Athlete and Washington Redskins football star Sean Michael Taylor was born on April 1, 1983, in Miami, Florida. He was the son of Pedro Taylor, chief of police in Florida City, and Donna Junor. At the age of 3, his parents divorced. He was primarily raised by his father and stepmother, Josephine Taylor, in the Richmond Heights area of Miami-Dade County. Taylor played high school football at Gulliver Preparatory School, playing running back on offense and defensive back and linebacker on defense. He helped Gulliver win the Florida Class 2A State Championship in 2000. He also played college football at the University of Miami, where he was an All-American in 2003.
NFL Career and Legal Issues
Since he was drafted as the No. 5 overall pick in 2004, Taylor found himself in various trouble, both on and off the field. Straight away, Taylor was fined $25,000 for skipping a mandatory rookie symposium shortly after he was drafted.
In 2005, Taylor was accused of brandishing a gun at a man and repeatedly hitting him during a fight that broke out after Taylor and some friends went looking for the people who had allegedly stolen his all-terrain vehicles.
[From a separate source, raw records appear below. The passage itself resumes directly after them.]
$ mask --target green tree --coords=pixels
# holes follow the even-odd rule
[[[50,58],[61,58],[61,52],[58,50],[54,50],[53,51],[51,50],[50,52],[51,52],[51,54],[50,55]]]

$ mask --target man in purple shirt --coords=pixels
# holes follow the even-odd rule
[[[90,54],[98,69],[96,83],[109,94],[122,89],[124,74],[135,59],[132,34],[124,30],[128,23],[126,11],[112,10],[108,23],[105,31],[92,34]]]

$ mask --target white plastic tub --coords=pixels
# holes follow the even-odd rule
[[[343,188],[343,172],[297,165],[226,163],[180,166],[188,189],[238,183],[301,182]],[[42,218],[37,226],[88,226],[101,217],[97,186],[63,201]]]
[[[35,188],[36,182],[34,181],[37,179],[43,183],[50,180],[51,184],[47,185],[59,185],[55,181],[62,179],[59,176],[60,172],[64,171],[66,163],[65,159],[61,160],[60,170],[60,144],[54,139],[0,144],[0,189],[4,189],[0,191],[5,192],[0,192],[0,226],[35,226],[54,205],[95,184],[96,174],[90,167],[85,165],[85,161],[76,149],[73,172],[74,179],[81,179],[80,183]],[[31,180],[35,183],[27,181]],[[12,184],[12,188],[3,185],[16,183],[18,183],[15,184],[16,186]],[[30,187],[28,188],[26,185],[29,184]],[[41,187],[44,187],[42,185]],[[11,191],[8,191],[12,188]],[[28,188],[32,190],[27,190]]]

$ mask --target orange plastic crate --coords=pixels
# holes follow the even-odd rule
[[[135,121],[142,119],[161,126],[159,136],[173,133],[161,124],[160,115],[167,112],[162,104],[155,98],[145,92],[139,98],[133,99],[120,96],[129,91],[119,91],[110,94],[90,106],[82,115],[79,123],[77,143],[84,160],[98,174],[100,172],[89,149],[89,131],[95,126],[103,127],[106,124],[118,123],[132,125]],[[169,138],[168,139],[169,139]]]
Taylor pleaded no contest to two misdemeanors and was sentenced to 18 months probation. He was also fined by the NFL. In January 2006, he suffered a $17,000 penalty for spitting in the face of Tampa Bay running back Michael Pittman during a playoff game.
Known as one of the NFL's hardest hitters, Taylor died on November 27, 2007, one day after being shot inside his Miami-area home by intruders. Among those who paid their respects at his funeral were Jesse Jackson, NFL Commissioner Roger Goodell and former football star O.J. Simpson, who said Taylor "was just a great athlete." His Washington Redskins teammates wore patches on their jerseys and stickers on their helmets with Taylor 's number, 21.
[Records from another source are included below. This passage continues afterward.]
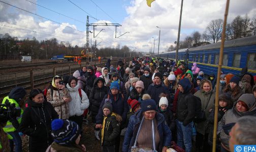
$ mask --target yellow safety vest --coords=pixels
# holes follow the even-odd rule
[[[8,96],[7,96],[4,98],[4,100],[3,100],[2,104],[5,104],[6,100],[9,100],[9,102],[12,104],[12,103],[15,103],[15,108],[17,109],[21,109],[18,103],[15,101],[15,100],[13,99],[10,99]],[[4,107],[5,108],[5,107]],[[6,107],[5,107],[6,108]],[[17,117],[17,120],[18,120],[18,122],[19,122],[19,124],[20,124],[20,122],[21,122],[21,118],[22,117],[22,115],[23,115],[23,110],[22,109],[21,109],[21,111],[20,112],[20,117]],[[8,121],[7,123],[6,124],[6,125],[5,126],[5,127],[3,128],[3,129],[4,130],[4,131],[8,133],[9,132],[13,132],[16,130],[16,129],[13,127],[13,126],[12,124],[12,123],[11,123],[10,121]]]

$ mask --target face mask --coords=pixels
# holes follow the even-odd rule
[[[148,77],[149,76],[149,73],[147,73],[147,74],[144,74],[145,76],[146,77]]]

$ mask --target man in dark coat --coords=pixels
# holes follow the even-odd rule
[[[161,82],[162,78],[161,73],[159,72],[155,73],[154,77],[154,83],[151,84],[148,87],[147,90],[148,94],[155,101],[156,105],[158,105],[159,103],[159,100],[160,100],[159,95],[162,93],[166,94],[168,97],[170,96],[168,89],[165,85],[162,85]]]
[[[195,116],[195,104],[193,95],[190,93],[191,85],[187,78],[179,81],[180,90],[177,108],[177,144],[181,147],[185,145],[186,151],[191,151],[192,148],[192,124]]]
[[[150,69],[148,67],[145,67],[144,70],[144,74],[140,78],[140,80],[143,82],[144,88],[147,90],[148,86],[152,84],[152,74]]]

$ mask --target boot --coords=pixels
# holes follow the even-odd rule
[[[99,137],[99,134],[100,133],[100,130],[94,130],[94,135],[96,139],[98,140],[100,140],[100,137]]]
Four young men, aged 17 to 20, were accused of killing Taylor. Jason Mitchell, Eric Rivera, Charles Wardlow and Venjah Hunte were charged with unpremeditated murder, home invasion with a firearm or another deadly weapon and armed burglary. Taylor, his girlfriend, Jackie Garcia, and their 18-month-old daughter were in their master bedroom early on November 26 when they heard a noise in the living room, Taylor's attorney and long-time friend, Richard Sharpstein said. Taylor grabbed what Sharpstein described as "a machete or something of that sort" and was heading toward the bedroom door when someone burst through and opened fire with a pistol. The baby, who was in a crib, and Taylor 's girlfriend, who was hiding under the bed sheets, were not harmed.